Capítulo 5
ASCENDIO a toda prisa los escasos peldaños que le separaban del porche. Los atravesó embocando a continuación una amplia galería que conducía a las habitaciones interiores y a cuyos flancos se abrían distintas puertas.
Al fin de la misma, justo donde hacía un recodo, una lámpara de keroseno pendiente del techo derramaba en torno una débil claridad ahuyentando las sombras.
Ya antes de adentrarse en este nuevo pasillo descubrió el cuerpo de un hombre tendido en el suelo. El charco de sangre que se había formado a su alrededor y la trágica postura en que se hallaba, denotaban de una manera evidente que la vida había escapado definitivamente de él.

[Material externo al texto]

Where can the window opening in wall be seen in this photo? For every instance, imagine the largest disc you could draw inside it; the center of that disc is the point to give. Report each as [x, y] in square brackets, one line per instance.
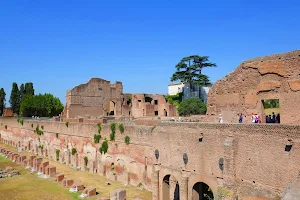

Algo más allá, cruzado en el mismo umbral de otra puerta, con medio cuerpo dentro de la habitación, había otro hombre tendido. Por su inmovilidad también sospechó que se hallaba muerto.
A éste sí le reconoció como a uno de los bandidos que formaban la partida de Herman West. Dentro de la pieza, asimismo sin vida, se hallaba el hombre que debió haberlo mandado al infierno. Alguien se encargó de quitarlo de en medio descerrajándole un balazo en pleno rostro.
Se extrañaba Roy Anderson de no percibir ningún ruido que le pusiera sobre aviso de donde se encontraba su jefe y el otro forajido que le acompañara además del que había encontrado muerto, cuando un nuevo y penetrante chillido de la mujer le hizo estremecer vivamente.
Había podido escucharlo con toda claridad ahora. Y no muy lejos de donde se encontraba; pero hacia la otra ala del pasillo.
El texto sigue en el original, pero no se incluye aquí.